Anda tentunya menginginkan jarak umur
yang ideal antara anak pertama dan anak kedua Anda. Jarak yang terlalu
dekat seringkali menimbulkan frustasi bagi orang tua, terutama sang ibu.
Selain biaya persalinan dan biaya hidup anak yang semakin besar, jarak
anak yang terlalu dekat juga sangat merepotkan. Saat sang kakak belum
terlalu dewasa, ia justru akan menganggap sang adik sebagai saingan dan
malah menjauhinya.
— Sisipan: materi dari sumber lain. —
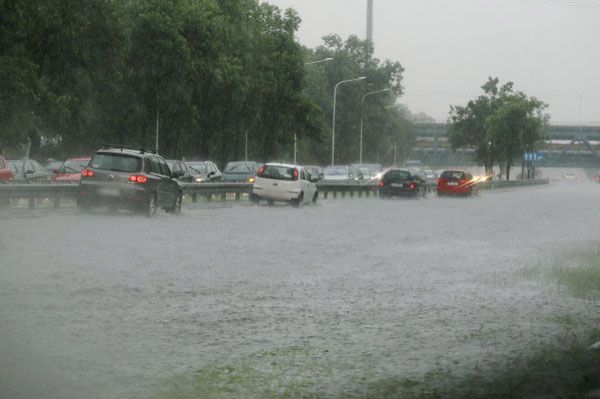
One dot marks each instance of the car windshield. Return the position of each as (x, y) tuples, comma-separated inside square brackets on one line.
[(397, 175), (241, 168), (450, 175), (116, 162), (197, 167), (336, 171), (73, 166), (17, 166), (278, 172)]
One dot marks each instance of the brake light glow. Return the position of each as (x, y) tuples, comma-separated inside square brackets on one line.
[(138, 179)]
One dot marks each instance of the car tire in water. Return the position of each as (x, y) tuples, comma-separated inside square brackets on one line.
[(151, 206), (298, 201), (176, 208)]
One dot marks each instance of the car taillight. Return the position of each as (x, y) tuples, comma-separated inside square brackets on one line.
[(138, 179)]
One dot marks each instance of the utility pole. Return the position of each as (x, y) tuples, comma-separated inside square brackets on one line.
[(370, 21)]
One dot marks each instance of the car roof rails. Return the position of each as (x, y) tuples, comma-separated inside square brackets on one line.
[(122, 147)]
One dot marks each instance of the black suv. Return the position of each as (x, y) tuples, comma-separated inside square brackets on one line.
[(134, 179), (401, 183)]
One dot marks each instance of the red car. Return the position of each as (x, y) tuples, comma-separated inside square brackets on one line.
[(6, 174), (70, 170), (456, 182)]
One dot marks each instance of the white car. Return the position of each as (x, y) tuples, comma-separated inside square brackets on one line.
[(284, 182)]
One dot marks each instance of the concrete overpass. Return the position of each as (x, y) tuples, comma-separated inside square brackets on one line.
[(566, 145)]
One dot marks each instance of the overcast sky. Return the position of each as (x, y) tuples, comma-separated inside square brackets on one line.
[(549, 48)]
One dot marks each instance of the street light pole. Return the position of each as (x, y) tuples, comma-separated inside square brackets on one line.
[(362, 119), (333, 122)]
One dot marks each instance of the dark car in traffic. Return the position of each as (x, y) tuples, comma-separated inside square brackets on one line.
[(204, 171), (6, 174), (456, 182), (133, 179), (401, 183), (180, 169), (29, 171)]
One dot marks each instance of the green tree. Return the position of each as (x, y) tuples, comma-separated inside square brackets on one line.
[(500, 124)]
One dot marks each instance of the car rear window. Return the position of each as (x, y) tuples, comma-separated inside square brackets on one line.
[(397, 175), (242, 168), (116, 162), (336, 171), (278, 172), (197, 167), (73, 166), (452, 174)]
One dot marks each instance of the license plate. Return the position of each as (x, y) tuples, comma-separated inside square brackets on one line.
[(109, 192)]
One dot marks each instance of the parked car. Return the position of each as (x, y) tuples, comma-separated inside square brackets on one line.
[(401, 183), (240, 172), (52, 165), (6, 173), (134, 179), (70, 170), (284, 182), (456, 182), (29, 171), (315, 171), (340, 174), (369, 171), (204, 171), (180, 168)]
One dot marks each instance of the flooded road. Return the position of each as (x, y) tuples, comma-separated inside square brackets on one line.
[(324, 299)]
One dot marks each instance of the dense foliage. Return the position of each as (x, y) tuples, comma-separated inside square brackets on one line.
[(205, 73), (500, 124)]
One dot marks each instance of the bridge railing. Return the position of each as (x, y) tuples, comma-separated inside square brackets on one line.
[(35, 196)]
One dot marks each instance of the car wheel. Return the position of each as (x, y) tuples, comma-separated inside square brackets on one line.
[(151, 206), (298, 201)]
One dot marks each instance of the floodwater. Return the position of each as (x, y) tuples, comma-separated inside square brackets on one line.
[(324, 299)]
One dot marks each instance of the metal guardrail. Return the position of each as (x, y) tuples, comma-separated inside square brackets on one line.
[(54, 194)]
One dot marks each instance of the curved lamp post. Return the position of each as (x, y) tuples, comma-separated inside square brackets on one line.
[(333, 123), (362, 119)]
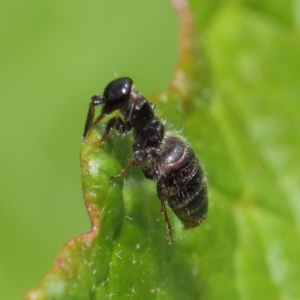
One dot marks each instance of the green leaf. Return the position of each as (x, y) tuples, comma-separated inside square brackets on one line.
[(235, 97)]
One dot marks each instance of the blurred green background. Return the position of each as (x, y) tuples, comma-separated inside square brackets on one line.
[(54, 56)]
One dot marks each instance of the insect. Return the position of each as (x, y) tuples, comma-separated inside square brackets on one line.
[(163, 157)]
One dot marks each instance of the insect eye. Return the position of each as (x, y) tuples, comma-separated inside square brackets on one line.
[(117, 93), (118, 90)]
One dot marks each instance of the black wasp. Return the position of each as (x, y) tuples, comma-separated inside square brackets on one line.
[(163, 157)]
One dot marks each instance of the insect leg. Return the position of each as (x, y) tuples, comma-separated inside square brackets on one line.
[(168, 225), (132, 163), (96, 100), (120, 126)]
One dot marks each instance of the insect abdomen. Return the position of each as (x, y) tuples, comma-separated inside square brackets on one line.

Selain itu, sang kakak akan mendapatkan kasih sayang
yang kurang saat sang adik lahir yang biasanya akan berdampak hingga
sang kakak besar nanti.
Dampak KB Variatif
Untuk itu, keberadaan KB (Keluarga
Berencana) disambut dengan antusias oleh para pasangan suami istri di
negara kita. Selain dapat mengatur jarak anak, para pasutri ini juga
tetap dapat mempertahankan keharmonisan rumah tangga mereka tanpa perlu
khawatir kebobolan alias hamil. Namun demikian, KB merupakan ramuan
ciptaan manusia sehingga KB juga memiliki dampak yang tidak selalu
positif. Selain dampak yang diakibatkan, KB juga tidak selalu menjamin
pemakainya untuk tidak memiliki anak. Beberapa kasus membuktikan mereka
tetap dapat hamil selama menggunakan KB.
Berbagai Jenis KB dan Efeknya
Berikut ini beberapa jenis KB yang perlu Anda ketahui :
1. Cincin vagina
Cincin vagina ini merupakan jenis KB
yang banyak dilakukan oleh para wanita. Pencegahan kehamilan dilakukan
dengan menerapkan cincin vagina pada area dinding Rahim. Cincin vagina
ini berukuran kecil hanya sekitar 5 cm saja. Setelah pemakaian satu
bulan, cincin ini biasanya dilepas dan sang wanita bisa mendapatkan haid
kembali. Pemasangan cincin vagina ini harus mendapatkan rekomendasi
dari dokter. Adapun efek dari penggunakan KB jenis cincin vagina adalah
sering terjadinya infeksi vagina yang dapat sembuh setelah beberapa
bulan.
2. Pil KB
Jenis KB yang satu ini juga memiliki
banyak peminat. Pasalnya, jenis KB ini tergolong mudah, yakni hanya
dengan menggunakan pil saja. Pil KB bekerja dalam tubuh dengan cara
mengeluarkan hormone estrogen dan progesterone, mengentalkan lendir
serviks sehingga sulit ditembus sperma dan mencegah ovulasi. Selain
mudah dipakai karena tinggal diminum, pil KB juga relative murah dan
mudah didapatkan. Namun seperti layaknya jenis KB lainnya, pemakaian pil
KB dapat berefek seperti naiknya berat badan, pusing, mual muntah, dan
sebagainya.
3. Sterilisasi
Pilihan KB sterilisasi merupakan pilihan
terakhir yang dipilih baik pria atau wanita yang sudah tidak ingin
memiliki keturunan. Dengan sterilisasi, seorang wanita tidak akan dapat
hamil (tubektomi) dan seorang pria sudah tidak dapat menghasilkan sel
sperma (vasektomi). Tentu saja metode KB ini biasanya diambil mereka
yang sudah memiliki banyak anak, cukup umur, dan terkena penyakit
tertentu.
4. Kondom perempuan
Jenis kondom perempuan ini merupakan
jenis KB yang paling mudah dilakukan. Cukup dengan memasang kondom
sebelum berhubungan intim, sel sperma pria tidak akan dapat menembus dinding rahim.